## Boiler plate

In [1]:
import pandas as pd
import numpy as np
from sklearn import preprocessing
import itertools
import matplotlib.pyplot as plt
from sklearn.metrics import confusion_matrix, precision_recall_fscore_support, accuracy_score, cohen_kappa_score
%matplotlib inline

class_names = ["A", "B", "None"]

In [2]:
def plot_confusion_matrix(cm, classes,
                          normalize=False,
                          title='Confusion matrix',
                          cmap=plt.cm.Blues):
    """
    This function prints and plots the confusion matrix.
    Normalization can be applied by setting `normalize=True`.
    """
    if normalize:
        cm = cm.astype('float') / cm.sum(axis=1)[:, np.newaxis]
    #     print("Normalized confusion matrix")
    # else:
    #     print('Confusion matrix, without normalization')

    # print(cm)

    plt.imshow(cm, interpolation='nearest', cmap=cmap)
    plt.title(title)
    plt.colorbar()
    tick_marks = np.arange(len(classes))
    plt.xticks(tick_marks, classes, rotation=45)
    plt.yticks(tick_marks, classes)

    fmt = '.2f' if normalize else 'd'
    thresh = cm.max() / 2.
    for i, j in itertools.product(range(cm.shape[0]), range(cm.shape[1])):
        plt.text(j, i, format(cm[i, j], fmt),
                 horizontalalignment="center",
                 color="white" if cm[i, j] > thresh else "black")

    plt.tight_layout()
    plt.ylabel('True label')
    plt.xlabel('Predicted label')

### Prepare the test data

In [3]:
df = pd.read_csv("original_data/custdatabase.csv")
df_copy = pd.read_csv("original_data/custdatabase.csv")
print('Test dataset shape {0}, {1}'.format(df.shape[0], df.shape[1]))

# strip the spaces in the header, if present
df = df.rename(columns=lambda x: x.strip())
df.columns.values

categorical_features = ["sex", "mstatus", "occupation", "education", "children"]
df[categorical_features].head()
df["children"] = df["children"].astype(str)
label_encoders = {}
label_mappings = {}
for categorical_feature in categorical_features:
    label_encoders[categorical_feature] = preprocessing.LabelEncoder()
    df[categorical_feature + "Num"] = label_encoders[categorical_feature].fit_transform(df[categorical_feature])
    label_mappings[categorical_feature] = label_encoders[categorical_feature].classes_

label_encoders = {}
label_mappings = {}
for categorical_feature in categorical_features:
    label_encoders[categorical_feature] = preprocessing.LabelEncoder()
    df[categorical_feature + "Num"] = label_encoders[categorical_feature].fit_transform(df[categorical_feature])
    label_mappings[categorical_feature] = label_encoders[categorical_feature].classes_

for categorical_feature in categorical_features:
    for class_value in label_mappings[categorical_feature]:
        df[categorical_feature + "_" + (class_value)] = df[categorical_feature] == np.array([(class_value)] * df.shape[0])
        df[categorical_feature + "_" + (class_value)] = df[categorical_feature + "_" + (class_value)].astype(int)

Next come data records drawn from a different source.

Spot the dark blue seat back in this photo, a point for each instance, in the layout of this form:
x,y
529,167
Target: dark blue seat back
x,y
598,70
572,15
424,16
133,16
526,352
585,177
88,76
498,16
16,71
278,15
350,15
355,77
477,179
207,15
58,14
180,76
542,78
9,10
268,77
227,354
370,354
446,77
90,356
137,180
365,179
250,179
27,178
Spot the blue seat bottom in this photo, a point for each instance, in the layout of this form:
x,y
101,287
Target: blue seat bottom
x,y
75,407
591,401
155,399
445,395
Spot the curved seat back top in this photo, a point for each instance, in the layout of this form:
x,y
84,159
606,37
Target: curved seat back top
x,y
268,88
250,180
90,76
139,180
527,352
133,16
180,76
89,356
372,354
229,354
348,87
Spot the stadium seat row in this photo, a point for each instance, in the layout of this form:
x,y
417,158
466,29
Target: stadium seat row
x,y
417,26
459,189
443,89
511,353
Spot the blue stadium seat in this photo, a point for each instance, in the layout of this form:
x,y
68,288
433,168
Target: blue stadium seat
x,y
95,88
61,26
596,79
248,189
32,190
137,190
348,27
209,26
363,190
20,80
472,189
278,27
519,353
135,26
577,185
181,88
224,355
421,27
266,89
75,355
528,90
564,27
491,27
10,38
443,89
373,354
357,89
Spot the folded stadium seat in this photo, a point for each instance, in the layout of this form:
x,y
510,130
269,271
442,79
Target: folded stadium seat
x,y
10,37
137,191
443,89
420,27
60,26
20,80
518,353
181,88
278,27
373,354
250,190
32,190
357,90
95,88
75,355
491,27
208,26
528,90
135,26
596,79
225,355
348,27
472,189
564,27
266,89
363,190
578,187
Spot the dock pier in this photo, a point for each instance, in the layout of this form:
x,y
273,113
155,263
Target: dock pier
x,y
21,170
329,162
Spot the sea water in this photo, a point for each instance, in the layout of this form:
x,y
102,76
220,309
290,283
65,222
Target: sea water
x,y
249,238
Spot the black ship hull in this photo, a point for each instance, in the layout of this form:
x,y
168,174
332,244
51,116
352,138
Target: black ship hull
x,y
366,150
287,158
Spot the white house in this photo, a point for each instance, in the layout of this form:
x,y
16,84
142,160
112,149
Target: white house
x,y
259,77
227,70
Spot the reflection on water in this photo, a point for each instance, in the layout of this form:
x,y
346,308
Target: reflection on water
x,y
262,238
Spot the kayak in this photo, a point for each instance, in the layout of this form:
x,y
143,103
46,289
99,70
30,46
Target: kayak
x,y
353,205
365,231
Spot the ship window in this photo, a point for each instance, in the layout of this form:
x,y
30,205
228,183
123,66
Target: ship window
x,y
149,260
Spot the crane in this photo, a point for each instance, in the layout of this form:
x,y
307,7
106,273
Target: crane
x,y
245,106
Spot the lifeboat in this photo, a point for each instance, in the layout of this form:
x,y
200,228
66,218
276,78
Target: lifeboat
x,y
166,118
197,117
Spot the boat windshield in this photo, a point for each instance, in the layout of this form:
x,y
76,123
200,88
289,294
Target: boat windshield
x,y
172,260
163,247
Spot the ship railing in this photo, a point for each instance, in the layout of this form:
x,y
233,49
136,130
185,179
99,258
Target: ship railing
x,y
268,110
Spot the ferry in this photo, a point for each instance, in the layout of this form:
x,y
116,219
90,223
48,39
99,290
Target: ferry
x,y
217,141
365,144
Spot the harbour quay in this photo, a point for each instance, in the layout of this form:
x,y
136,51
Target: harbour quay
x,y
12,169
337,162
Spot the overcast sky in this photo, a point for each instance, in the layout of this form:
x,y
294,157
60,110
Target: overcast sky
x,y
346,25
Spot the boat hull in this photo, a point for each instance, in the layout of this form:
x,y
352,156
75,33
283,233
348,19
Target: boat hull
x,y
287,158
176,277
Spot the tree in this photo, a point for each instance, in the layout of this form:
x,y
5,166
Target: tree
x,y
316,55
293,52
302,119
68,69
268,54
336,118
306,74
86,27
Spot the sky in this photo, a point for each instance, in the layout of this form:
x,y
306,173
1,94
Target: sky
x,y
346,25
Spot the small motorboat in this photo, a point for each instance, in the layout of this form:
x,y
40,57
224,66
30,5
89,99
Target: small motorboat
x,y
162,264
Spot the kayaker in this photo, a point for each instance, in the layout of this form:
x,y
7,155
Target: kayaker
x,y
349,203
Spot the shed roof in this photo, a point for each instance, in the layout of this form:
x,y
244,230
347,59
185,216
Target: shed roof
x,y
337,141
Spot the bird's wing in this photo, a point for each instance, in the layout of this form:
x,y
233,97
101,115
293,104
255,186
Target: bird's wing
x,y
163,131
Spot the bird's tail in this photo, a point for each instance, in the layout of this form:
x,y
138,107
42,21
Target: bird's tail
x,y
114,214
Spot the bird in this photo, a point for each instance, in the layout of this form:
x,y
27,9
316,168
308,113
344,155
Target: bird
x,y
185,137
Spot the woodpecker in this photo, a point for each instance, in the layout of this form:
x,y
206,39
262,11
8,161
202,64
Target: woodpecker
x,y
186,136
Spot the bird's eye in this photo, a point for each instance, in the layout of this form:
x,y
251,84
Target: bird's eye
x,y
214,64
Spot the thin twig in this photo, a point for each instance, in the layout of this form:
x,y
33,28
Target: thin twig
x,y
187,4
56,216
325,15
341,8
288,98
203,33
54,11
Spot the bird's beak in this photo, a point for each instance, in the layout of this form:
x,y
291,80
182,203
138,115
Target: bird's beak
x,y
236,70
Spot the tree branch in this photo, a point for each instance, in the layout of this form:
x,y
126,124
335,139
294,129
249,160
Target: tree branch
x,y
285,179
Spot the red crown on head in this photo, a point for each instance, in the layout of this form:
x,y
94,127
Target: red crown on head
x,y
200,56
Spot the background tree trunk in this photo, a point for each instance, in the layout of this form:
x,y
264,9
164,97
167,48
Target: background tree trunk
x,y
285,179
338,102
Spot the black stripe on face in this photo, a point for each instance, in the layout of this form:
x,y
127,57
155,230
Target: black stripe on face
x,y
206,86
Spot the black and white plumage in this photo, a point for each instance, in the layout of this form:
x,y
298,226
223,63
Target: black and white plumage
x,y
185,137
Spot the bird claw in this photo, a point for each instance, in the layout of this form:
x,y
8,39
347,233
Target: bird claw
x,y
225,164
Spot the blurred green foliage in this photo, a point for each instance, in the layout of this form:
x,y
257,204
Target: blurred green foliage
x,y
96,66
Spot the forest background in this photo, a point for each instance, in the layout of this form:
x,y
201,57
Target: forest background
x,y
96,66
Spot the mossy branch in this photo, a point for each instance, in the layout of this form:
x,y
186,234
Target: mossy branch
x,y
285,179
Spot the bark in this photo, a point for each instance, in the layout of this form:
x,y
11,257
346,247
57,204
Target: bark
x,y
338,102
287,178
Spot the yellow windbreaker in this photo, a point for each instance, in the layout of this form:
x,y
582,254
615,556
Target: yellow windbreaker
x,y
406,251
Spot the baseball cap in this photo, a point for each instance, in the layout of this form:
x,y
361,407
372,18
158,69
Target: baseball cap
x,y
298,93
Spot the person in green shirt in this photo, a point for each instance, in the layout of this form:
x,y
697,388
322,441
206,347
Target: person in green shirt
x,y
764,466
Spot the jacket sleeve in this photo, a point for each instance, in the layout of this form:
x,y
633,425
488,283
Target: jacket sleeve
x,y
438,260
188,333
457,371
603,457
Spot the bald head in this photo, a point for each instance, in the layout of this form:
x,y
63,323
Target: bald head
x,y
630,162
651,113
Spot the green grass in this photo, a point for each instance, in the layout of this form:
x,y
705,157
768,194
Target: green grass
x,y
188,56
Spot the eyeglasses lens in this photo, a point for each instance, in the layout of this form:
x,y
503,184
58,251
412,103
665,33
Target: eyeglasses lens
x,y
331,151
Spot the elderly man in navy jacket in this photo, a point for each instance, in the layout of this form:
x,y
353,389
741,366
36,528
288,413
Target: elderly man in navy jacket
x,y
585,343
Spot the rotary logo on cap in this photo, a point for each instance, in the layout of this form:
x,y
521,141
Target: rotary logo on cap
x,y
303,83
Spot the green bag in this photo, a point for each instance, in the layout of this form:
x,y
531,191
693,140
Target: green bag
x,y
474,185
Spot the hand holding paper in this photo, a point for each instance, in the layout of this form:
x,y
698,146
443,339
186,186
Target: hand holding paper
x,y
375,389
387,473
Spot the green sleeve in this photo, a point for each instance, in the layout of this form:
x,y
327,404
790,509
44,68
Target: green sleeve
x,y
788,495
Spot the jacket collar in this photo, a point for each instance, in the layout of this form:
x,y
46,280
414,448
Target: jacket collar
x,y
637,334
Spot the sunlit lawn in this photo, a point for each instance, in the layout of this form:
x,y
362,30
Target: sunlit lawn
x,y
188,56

# drop the categorical values
df = df.drop(categorical_features, axis=1)

df.head()

# remove num columns for Neural networks
shouldRemoveNumColumns = True

if shouldRemoveNumColumns:
    num_columns = ["sexNum", "mstatusNum", "occupationNum", "educationNum", "childrenNum"]
    df = df.drop(num_columns, axis=1)
else:
    print("Not dropping the num columns")
df.head()

train_df = pd.read_csv("working_data/trial_promo_training.csv")
features_to_scale = ["age", "income", "avbal", "avtrans"]
min_max_scaler = preprocessing.MinMaxScaler()

# fit on the train data
train_df[features_to_scale] = min_max_scaler.fit(train_df[features_to_scale])

# transform the test data
df[features_to_scale] = min_max_scaler.transform(df[features_to_scale])
df.head()

customer_ids = df["index"]
df = df.drop("index", axis=1)
df.head()

df.columns

Test dataset shape 4000, 10


Index(['age', 'income', 'avbal', 'avtrans', 'sex_F', 'sex_M',
       'mstatus_divorced', 'mstatus_married', 'mstatus_single',
       'mstatus_widowed', 'occupation_IT', 'occupation_construct',
       'occupation_education', 'occupation_finance', 'occupation_government',
       'occupation_legal', 'occupation_manuf', 'occupation_medicine',
       'occupation_retired', 'education_postgrad', 'education_professional',
       'education_secondary', 'education_tertiary', 'children_0', 'children_1',
       'children_2', 'children_3', 'children_4'],
      dtype='object')

### Load the different models

## Neural network

In [None]:
from keras.models import load_model

# the model must be in the models folder
model_to_use = "model-004-0.82.h5"
model = load_model('models/'+model_to_use)